The first Thermobaric Weapons were quite large, but Science Marches On, and in the recent war in Afghanistan the US Military has employed a 40mm grenade version. The Warsaw Pact were traditionally extremely fond of thermobarics and deployed them on a much larger scale, including numerous recoiless infantry weapons designed to reduce field fortifications.
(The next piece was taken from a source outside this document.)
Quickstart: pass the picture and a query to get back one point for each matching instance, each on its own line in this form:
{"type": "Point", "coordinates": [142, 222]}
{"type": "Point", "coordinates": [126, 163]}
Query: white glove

"Natural" fuel-air explosions can occur very easily in any environment containing large quantities of flammable dust - flour and cotton mills, coal processing facilities and instant custard factories are common venues, and anywhere handling volatile flammable liquids is also susceptible. A common feature of these is the chain-explosion where a small initial blast stirs up and ignites more fuel, leading to a secondary explosion … and so on, until the fuel source is exhausted.

Sources

Game and Story Use

  • Because of the high temperatures, a large Thermobaric Weapon might be used in desperation to stop a Zombie Apocalypse or burn-out a virulent airborne disease.
  • In an investigation game, a clue might be that the Big Bad has ordered or manufactured a supply of powdered aluminum. Turns out he's planning to make a very big bomb.
  • Fuel-Air Bombs may be used in situations where a government wants to apply force similar in power to a tactical nuke, but not have the nasty side-effects and lingering radioactive contamination.
    • However, one of the reasons no-one developed fuel-air bombs at operational level or above during the cold war was that the detonation can be hard to tell from a nuclear blast and might lead to a reply in kind before the target realises his mistake.
  • Actually, flour is highly flammable. Flour mills or bakeries or any place that might have flour dust in the air pose a risk of incendiary explosions. This makes thermobaric weapons possible in a low-tech setting.
    • Likewise cotton mills, coal mines or anywhere else with a lot of flammable dust in the air.
    • This troper knew one player who was fond of chucking bags of flour at a target by trebuchet, and then firing flaming arrows at it.
      • Note that as a GM you don't need to allow this - as the Flakwaffe discovered, getting the right dispersion is hard and (quite apart from the rule zero of all RPGs) you would be entirely on-reservation in stating that throwing a bag of flour from a catapult just makes a mess rather than a thermobaric blast.
    • In a modern campaign the PCs could end up fighting in an explosive dust atmosphere quite easily - and a place where even nylon clothing can get you blown up, let alone the muzzle flash of a firearm.